Datasets and results to evaluate methods for analysing immunoglobulin sequences
  • aborigin_simulations: A random selection of 1000 simulated sequences used to evaluate Ab-origin, downloaded from here.

  • igblast_vmatch: These data were used by Ye et al. (2013) to evaluate IgBLAST, and comprise of 100 IGH sequences with no mutations in IGHV, hence these sequences should contain few or no mutations in the D and J regions. These data were downloaded as a PDF from the supplementary information here and copied to a text file.

  • igscueal_simulations: These are simulated human IGH sequences described by Frost et al. (2015).

  • N152: This is a dataset of 11 clonally related IGH sequences taken from an HIV-1 infected donor N152, from whom the broadly neutralizing antibody 10E8 was isolated (Zhu et al (2013)). The sequences were downloaded from GenBank.

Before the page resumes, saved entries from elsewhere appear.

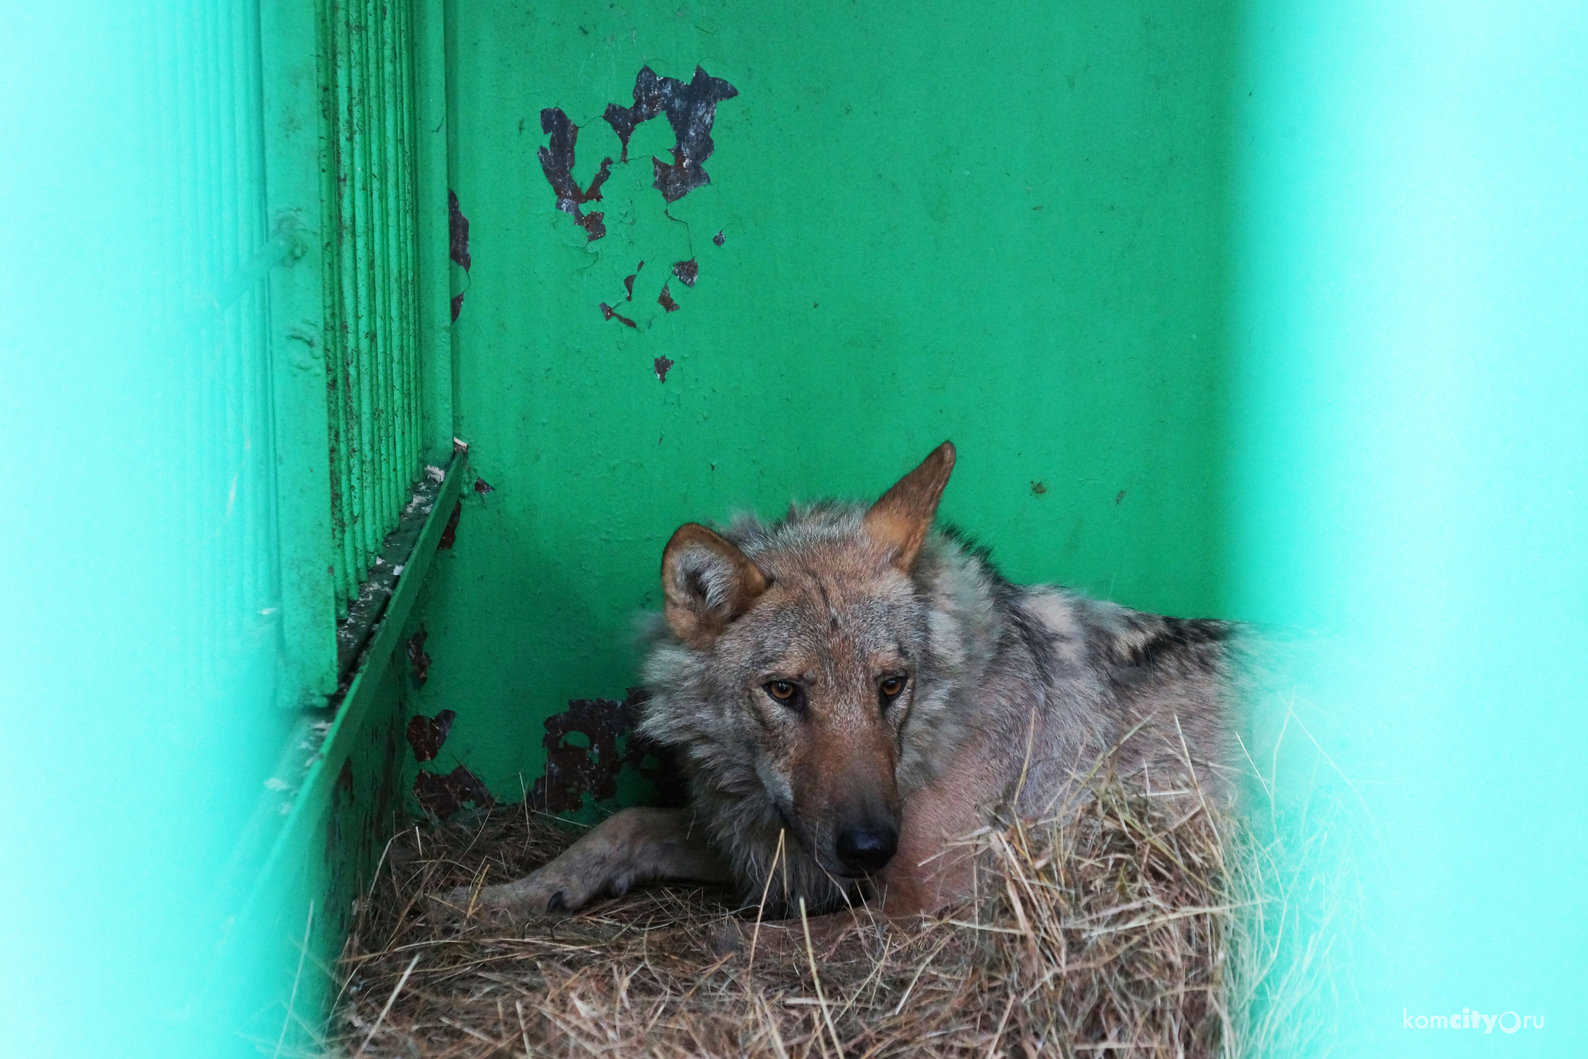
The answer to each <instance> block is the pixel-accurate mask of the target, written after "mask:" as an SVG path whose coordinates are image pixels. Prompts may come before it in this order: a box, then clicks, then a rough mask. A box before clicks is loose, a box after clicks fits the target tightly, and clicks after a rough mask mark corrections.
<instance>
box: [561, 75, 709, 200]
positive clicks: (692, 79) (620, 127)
mask: <svg viewBox="0 0 1588 1059" xmlns="http://www.w3.org/2000/svg"><path fill="white" fill-rule="evenodd" d="M735 95H738V89H735V87H734V86H732V84H729V83H727V81H724V79H723V78H713V76H710V75H708V73H707V71H705V70H702V68H700V67H696V71H694V78H691V79H689V83H688V84H684V83H683V81H680V79H676V78H659V76H656V71H654V70H651V68H649V67H642V68H640V73H638V75H637V76H635V78H634V105H632V106H619V105H618V103H610V105H608V106H607V113H605V114H603V116H605V119H607V124H608V125H611V130H613V132H615V133H618V141H619V143H621V144H622V154H621V156H619V159H618V160H619V162H627V160H629V137H632V135H634V130H635V129H637V127H638V125H640V124H642V122H646V121H651V119H653V117H656V116H657V114H662V113H665V114H667V121H669V124H670V125H672V127H673V137H675V138H676V143H675V144H673V148H672V154H673V160H672V164H667V162H662V160H661V159H657V157H654V156H653V157H651V165H653V168H654V181H653V184H651V186H653V187H656V189H657V191H659V192H662V198H664V200H665V202H667V203H669V205H672V203H673V202H678V200H680V198H683V197H684V195H688V194H689V192H691V191H694V189H696V187H703V186H705V184H710V183H711V178H710V176H708V175H707V171H705V168H702V167H703V165H705V160H707V159H708V157H711V152H713V151H716V144H715V143H713V141H711V124H713V122H715V121H716V105H718V103H721V102H723V100H730V98H734V97H735ZM548 132H549V130H548Z"/></svg>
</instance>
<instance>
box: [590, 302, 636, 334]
mask: <svg viewBox="0 0 1588 1059" xmlns="http://www.w3.org/2000/svg"><path fill="white" fill-rule="evenodd" d="M600 314H602V319H615V321H618V322H619V324H627V325H629V327H634V329H635V330H638V329H640V325H638V324H635V322H634V321H632V319H629V318H627V316H624V314H622V313H619V311H618V310H615V308H613V306H610V305H607V303H605V302H602V303H600Z"/></svg>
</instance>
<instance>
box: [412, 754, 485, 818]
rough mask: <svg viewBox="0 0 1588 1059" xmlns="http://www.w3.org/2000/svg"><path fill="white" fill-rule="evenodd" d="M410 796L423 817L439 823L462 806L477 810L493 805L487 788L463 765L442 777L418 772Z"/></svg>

  • ohmlaursen: This is a dataset of 6329 clonally unrelated IGH sequences obtained from individuals homozygous for IGHV3-23*01 and IGHJ6*02, and amplified using primers that were intended to be specific for IGHV3-23. The original study also amplified a number of IGHV3-h pseudogenes, which have been excluded from the file. This dataset was used to evaluate Ab-Origin. The full dataset (including pseudogenes) was obtained from GenBank.

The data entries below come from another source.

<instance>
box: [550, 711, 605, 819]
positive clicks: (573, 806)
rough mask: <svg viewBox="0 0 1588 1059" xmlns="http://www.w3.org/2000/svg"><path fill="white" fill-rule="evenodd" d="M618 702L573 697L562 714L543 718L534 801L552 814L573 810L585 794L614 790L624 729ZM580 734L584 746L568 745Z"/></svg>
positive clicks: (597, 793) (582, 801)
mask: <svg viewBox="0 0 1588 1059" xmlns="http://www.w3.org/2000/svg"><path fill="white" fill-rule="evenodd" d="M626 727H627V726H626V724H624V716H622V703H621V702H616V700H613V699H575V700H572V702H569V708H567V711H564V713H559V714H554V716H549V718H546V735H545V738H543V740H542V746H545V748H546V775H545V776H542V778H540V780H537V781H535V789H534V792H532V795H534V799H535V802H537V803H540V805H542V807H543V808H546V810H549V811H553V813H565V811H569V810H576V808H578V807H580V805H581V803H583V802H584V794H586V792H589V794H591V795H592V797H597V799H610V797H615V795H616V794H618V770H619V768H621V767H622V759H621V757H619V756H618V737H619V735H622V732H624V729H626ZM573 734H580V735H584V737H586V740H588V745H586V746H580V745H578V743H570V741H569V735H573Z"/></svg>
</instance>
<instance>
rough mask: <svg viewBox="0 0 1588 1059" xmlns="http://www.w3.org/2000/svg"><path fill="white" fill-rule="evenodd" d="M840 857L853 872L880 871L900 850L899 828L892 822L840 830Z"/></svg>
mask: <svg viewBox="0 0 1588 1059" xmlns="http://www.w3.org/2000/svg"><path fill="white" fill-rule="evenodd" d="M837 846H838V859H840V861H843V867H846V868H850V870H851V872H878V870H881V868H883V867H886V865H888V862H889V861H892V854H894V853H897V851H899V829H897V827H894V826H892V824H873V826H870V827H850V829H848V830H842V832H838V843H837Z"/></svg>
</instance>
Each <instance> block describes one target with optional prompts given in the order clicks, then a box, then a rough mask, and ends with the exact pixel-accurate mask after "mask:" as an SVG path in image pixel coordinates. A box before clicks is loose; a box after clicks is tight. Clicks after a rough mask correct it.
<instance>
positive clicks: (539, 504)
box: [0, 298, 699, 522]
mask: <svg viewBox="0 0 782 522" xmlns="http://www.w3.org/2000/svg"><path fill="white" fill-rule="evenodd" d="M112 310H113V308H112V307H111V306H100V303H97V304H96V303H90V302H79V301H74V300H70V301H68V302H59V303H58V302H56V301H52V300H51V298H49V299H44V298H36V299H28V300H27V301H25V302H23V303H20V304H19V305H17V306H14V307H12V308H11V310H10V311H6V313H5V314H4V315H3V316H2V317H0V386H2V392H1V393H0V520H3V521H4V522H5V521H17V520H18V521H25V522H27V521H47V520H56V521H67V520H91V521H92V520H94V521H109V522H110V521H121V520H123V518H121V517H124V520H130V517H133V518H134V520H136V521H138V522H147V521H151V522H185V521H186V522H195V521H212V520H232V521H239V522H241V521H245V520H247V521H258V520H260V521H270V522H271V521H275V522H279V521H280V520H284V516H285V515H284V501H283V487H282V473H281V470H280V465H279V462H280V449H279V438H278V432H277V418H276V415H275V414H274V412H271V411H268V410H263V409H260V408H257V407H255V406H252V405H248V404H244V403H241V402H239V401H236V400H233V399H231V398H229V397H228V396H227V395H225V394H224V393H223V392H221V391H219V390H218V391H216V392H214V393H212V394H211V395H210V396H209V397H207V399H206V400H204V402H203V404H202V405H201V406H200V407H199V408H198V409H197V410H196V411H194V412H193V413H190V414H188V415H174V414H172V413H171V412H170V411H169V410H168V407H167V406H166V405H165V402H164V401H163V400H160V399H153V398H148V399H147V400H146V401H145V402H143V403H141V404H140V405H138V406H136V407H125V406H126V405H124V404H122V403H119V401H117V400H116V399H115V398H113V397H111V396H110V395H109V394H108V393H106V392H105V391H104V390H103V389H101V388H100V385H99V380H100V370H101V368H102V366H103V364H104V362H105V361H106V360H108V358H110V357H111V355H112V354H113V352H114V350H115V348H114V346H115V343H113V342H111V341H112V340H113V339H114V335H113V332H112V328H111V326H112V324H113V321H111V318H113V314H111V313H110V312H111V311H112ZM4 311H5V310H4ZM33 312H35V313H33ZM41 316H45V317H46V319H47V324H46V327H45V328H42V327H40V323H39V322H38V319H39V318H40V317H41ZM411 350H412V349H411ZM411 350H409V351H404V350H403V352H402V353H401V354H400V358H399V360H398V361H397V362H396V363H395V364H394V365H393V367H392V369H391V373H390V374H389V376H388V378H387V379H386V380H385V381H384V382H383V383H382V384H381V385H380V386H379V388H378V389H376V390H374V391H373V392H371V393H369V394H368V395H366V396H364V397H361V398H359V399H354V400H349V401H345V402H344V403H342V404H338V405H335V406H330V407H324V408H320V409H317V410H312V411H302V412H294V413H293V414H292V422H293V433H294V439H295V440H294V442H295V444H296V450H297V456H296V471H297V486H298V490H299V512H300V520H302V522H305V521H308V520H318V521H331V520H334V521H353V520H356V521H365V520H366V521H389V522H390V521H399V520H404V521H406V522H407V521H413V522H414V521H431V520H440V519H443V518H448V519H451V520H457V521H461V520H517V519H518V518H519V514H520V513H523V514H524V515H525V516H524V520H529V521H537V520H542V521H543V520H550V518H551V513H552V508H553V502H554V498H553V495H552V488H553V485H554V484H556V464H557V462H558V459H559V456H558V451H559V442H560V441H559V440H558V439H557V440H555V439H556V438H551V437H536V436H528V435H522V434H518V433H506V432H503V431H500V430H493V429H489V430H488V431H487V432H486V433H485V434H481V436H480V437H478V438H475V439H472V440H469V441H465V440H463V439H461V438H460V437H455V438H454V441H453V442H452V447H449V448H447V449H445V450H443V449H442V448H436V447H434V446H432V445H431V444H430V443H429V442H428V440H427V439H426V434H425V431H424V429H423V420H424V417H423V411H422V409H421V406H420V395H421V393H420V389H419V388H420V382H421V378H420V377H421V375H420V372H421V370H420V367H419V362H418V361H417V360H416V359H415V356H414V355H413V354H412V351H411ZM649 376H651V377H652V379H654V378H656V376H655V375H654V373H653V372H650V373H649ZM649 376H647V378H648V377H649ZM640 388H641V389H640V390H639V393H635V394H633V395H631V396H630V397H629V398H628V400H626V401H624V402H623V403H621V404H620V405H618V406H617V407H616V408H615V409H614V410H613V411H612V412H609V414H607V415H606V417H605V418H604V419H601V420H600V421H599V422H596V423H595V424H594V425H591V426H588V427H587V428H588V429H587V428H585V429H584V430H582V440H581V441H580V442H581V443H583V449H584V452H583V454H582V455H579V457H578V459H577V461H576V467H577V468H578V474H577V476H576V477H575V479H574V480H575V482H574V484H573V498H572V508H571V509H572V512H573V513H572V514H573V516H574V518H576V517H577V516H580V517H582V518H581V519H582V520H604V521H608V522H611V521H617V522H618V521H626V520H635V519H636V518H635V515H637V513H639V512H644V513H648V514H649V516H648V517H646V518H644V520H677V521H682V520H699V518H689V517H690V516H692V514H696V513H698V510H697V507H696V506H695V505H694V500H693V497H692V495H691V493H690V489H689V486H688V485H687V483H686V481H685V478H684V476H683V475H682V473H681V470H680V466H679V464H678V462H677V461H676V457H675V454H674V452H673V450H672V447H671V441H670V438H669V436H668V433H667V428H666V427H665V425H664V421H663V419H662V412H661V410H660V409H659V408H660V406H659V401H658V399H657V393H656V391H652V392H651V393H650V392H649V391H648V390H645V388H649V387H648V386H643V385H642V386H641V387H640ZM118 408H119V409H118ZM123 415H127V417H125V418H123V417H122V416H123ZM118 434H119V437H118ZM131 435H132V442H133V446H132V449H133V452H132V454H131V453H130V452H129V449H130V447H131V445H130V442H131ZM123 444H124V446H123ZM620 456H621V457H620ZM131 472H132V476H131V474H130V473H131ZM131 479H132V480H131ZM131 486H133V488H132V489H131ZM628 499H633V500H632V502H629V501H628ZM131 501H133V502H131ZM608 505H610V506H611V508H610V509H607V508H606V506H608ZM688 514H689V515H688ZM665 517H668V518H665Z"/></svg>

  • PNG: 1108 human IGH sequences from individuals in Papua New Guinea, known to contain clonally related sequences; a CSV file containing germline assignments was downloaded from here. Sequences were downloaded from GenBank directly, and sequences and annotations extracted using an IJulia notebook. Unfortunately, the (manual) assignments of sequences to clones is not available.

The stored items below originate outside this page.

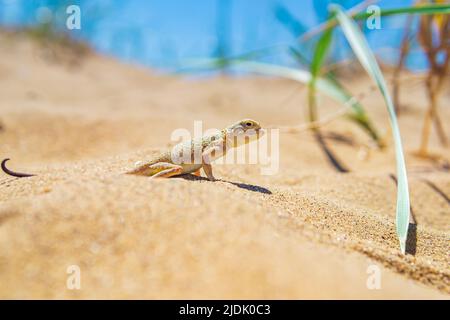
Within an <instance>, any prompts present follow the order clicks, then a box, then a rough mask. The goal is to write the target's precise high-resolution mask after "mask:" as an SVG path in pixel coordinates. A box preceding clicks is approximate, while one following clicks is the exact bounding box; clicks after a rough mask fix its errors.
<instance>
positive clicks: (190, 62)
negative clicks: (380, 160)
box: [179, 58, 382, 146]
mask: <svg viewBox="0 0 450 320" xmlns="http://www.w3.org/2000/svg"><path fill="white" fill-rule="evenodd" d="M222 60H223V59H214V58H213V59H191V60H189V61H186V63H185V66H184V67H183V68H182V69H181V71H180V70H179V72H182V71H183V70H184V71H187V70H196V71H198V70H209V69H217V68H219V67H220V66H222V63H223V61H222ZM227 64H228V65H229V66H230V67H233V66H239V67H240V68H241V69H242V70H245V71H248V72H253V73H259V74H263V75H268V76H274V77H281V78H286V79H291V80H294V81H298V82H300V83H303V84H305V85H308V84H309V83H310V81H311V78H312V76H311V73H310V72H308V71H306V70H301V69H293V68H289V67H283V66H279V65H276V64H270V63H262V62H255V61H248V60H246V59H229V60H228V61H227ZM316 88H317V90H319V91H320V92H321V93H323V94H324V95H326V96H328V97H330V98H331V99H333V100H335V101H337V102H339V103H341V104H344V105H348V106H349V107H350V108H351V109H350V110H351V113H350V114H349V117H350V119H352V120H354V121H356V122H357V123H358V124H359V125H361V127H362V128H363V129H364V130H365V131H366V132H367V133H368V134H369V136H370V137H371V138H372V139H374V140H375V141H376V142H377V143H378V145H380V146H382V142H381V140H380V138H379V135H378V132H377V130H376V128H375V127H374V126H373V124H372V123H371V121H370V119H369V117H368V115H367V113H366V112H365V110H364V108H363V106H362V105H361V104H360V103H359V102H358V100H357V99H355V98H354V97H353V96H352V95H351V94H350V93H348V92H347V91H346V90H345V89H344V88H343V87H341V86H340V84H339V83H337V82H336V81H335V80H334V79H332V78H330V79H329V78H328V77H326V78H324V77H318V78H317V79H316Z"/></svg>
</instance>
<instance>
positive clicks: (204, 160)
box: [202, 145, 221, 181]
mask: <svg viewBox="0 0 450 320" xmlns="http://www.w3.org/2000/svg"><path fill="white" fill-rule="evenodd" d="M220 151H221V147H220V146H218V145H215V146H211V147H208V148H206V149H205V151H203V154H202V158H203V164H202V168H203V171H204V172H205V174H206V176H207V177H208V180H209V181H215V180H216V178H214V175H213V173H212V166H211V160H212V153H213V152H216V153H217V152H220Z"/></svg>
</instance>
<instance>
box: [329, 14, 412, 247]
mask: <svg viewBox="0 0 450 320" xmlns="http://www.w3.org/2000/svg"><path fill="white" fill-rule="evenodd" d="M331 11H332V12H334V13H335V14H336V18H337V20H338V22H339V24H340V25H341V27H342V30H343V32H344V34H345V36H346V38H347V40H348V42H349V43H350V46H351V47H352V49H353V51H354V53H355V55H356V57H357V58H358V60H359V61H360V63H361V64H362V66H363V67H364V69H365V70H366V71H367V73H368V74H369V75H370V77H371V78H372V79H373V81H374V82H375V83H376V84H377V86H378V88H379V89H380V91H381V93H382V95H383V97H384V100H385V102H386V106H387V109H388V112H389V117H390V122H391V127H392V135H393V137H394V142H395V155H396V160H397V161H396V162H397V177H398V178H397V179H398V184H397V214H396V227H397V236H398V238H399V241H400V249H401V251H402V253H405V249H406V238H407V235H408V227H409V215H410V203H409V191H408V178H407V175H406V166H405V159H404V155H403V149H402V141H401V137H400V129H399V127H398V123H397V116H396V115H395V109H394V104H393V102H392V99H391V96H390V94H389V91H388V88H387V85H386V81H385V80H384V77H383V74H382V73H381V70H380V67H379V66H378V63H377V62H376V59H375V56H374V55H373V53H372V51H371V49H370V47H369V44H368V43H367V41H366V39H365V38H364V36H363V34H362V32H361V31H360V29H359V28H358V26H357V24H356V23H355V22H354V21H353V20H352V19H351V18H349V17H348V16H347V15H346V14H345V13H344V12H343V11H342V9H341V8H340V7H339V6H336V5H334V6H332V7H331Z"/></svg>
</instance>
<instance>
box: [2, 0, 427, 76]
mask: <svg viewBox="0 0 450 320" xmlns="http://www.w3.org/2000/svg"><path fill="white" fill-rule="evenodd" d="M330 2H332V1H328V0H195V1H185V0H165V1H162V0H159V1H158V0H129V1H119V0H90V1H88V0H78V1H75V0H73V1H65V0H0V24H1V25H4V26H9V27H11V26H23V25H33V24H36V23H38V17H39V14H38V12H39V10H40V9H42V8H48V10H50V12H52V14H53V17H54V19H55V21H56V24H57V25H59V26H60V27H63V26H64V22H65V18H66V17H67V15H66V14H65V12H64V10H65V7H66V6H68V5H70V4H77V5H79V6H80V8H81V22H82V29H81V30H78V31H70V32H72V33H73V35H74V36H76V37H79V38H82V39H84V40H86V41H89V42H90V43H91V45H92V46H93V47H95V48H96V49H97V50H99V51H100V52H103V53H106V54H109V55H113V56H116V57H118V58H120V59H122V60H125V61H128V62H133V63H138V64H142V65H146V66H151V67H154V68H160V69H166V70H170V69H174V68H176V67H177V66H179V64H180V63H182V62H183V61H185V59H189V58H193V57H210V56H214V55H216V54H217V53H218V52H220V48H222V49H224V51H222V52H224V53H225V54H226V55H237V54H240V53H245V52H248V51H250V50H257V49H260V48H265V47H269V46H272V45H275V44H286V45H296V40H295V36H294V34H293V33H292V32H291V31H290V30H289V29H288V28H287V27H286V26H285V25H283V23H281V22H280V20H279V19H277V14H276V13H277V12H279V10H280V8H284V9H286V10H287V11H289V12H290V14H292V15H293V16H294V17H295V19H297V20H298V21H301V23H302V24H303V25H304V27H305V28H311V27H313V26H315V25H317V24H319V23H320V22H322V21H323V20H325V19H326V15H327V5H328V4H329V3H330ZM334 2H339V3H340V4H341V5H343V6H344V7H345V8H350V7H352V6H354V5H355V4H357V3H359V2H361V1H360V0H341V1H334ZM411 2H412V1H408V0H381V1H379V2H378V5H379V6H380V7H382V8H388V7H401V6H406V5H410V4H411ZM277 8H278V9H277ZM277 10H278V11H277ZM404 21H405V19H404V17H403V18H402V17H397V18H384V19H383V20H382V29H381V30H366V35H367V37H368V39H369V42H370V44H371V46H372V47H373V48H374V49H375V50H376V52H378V53H379V55H381V56H382V57H383V59H385V60H386V61H387V62H391V63H395V61H396V57H397V55H398V52H397V50H395V48H396V47H398V45H399V43H400V39H401V36H402V29H401V26H402V25H403V24H404ZM65 31H67V30H65ZM345 47H346V43H345V40H344V39H342V37H339V35H338V36H337V38H336V42H335V51H334V53H333V57H334V58H335V59H342V58H345V57H346V56H348V55H349V51H348V50H346V49H345ZM389 48H391V49H389ZM302 50H304V52H305V54H306V55H308V54H309V53H310V51H311V50H310V48H309V47H307V46H306V47H302ZM267 59H269V60H270V61H273V62H277V63H280V64H285V65H289V64H293V61H292V60H291V58H290V57H289V56H288V55H287V54H283V53H281V52H278V53H277V54H273V55H272V56H271V57H270V58H267ZM408 65H409V66H410V67H414V68H415V69H423V68H425V67H426V64H425V61H424V59H423V55H422V54H421V53H420V52H416V53H414V54H413V55H411V57H410V58H409V60H408Z"/></svg>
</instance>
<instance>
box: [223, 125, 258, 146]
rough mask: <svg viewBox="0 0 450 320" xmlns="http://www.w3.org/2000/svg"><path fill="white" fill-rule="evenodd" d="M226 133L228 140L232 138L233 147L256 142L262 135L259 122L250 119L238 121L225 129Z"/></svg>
mask: <svg viewBox="0 0 450 320" xmlns="http://www.w3.org/2000/svg"><path fill="white" fill-rule="evenodd" d="M226 132H227V135H229V137H230V138H231V137H233V138H234V141H235V143H234V145H235V146H237V145H239V144H242V143H249V142H250V141H253V140H257V139H259V138H260V137H261V136H262V135H263V133H264V131H263V130H262V128H261V125H260V124H259V122H257V121H255V120H252V119H243V120H241V121H238V122H236V123H234V124H232V125H230V126H229V127H227V128H226ZM238 138H240V139H238ZM238 141H240V142H238Z"/></svg>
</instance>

  • PW57: A dataset of 57 clonally related IGH sequences from IgD+ IgM-CD38+ B cells described by Wilson et al. (2000), corresponding to GenBank accessions AF262145–AF262201, extracted from PopSet 8810007.

  • PW99: A dataset of 106 clonally related IGH sequences from IGD+ IGM- CD38+ B cells described by Zheng et al. (2005), corresponding to GenBank accessions EF544883-EF544988. This dataset is often referred to as PW99; however, I was unable to determine which sequences were excluded from this larger set.

  • S22: The Stanford S22 dataset is a set of 13,153 human IGH sequences derived from an individual who was fully genotyped. The performance of a utility is determined by the proportion of sequences that are assigned to a germline gene that is absent from the individual. These files were downloaded from the iHMMune website.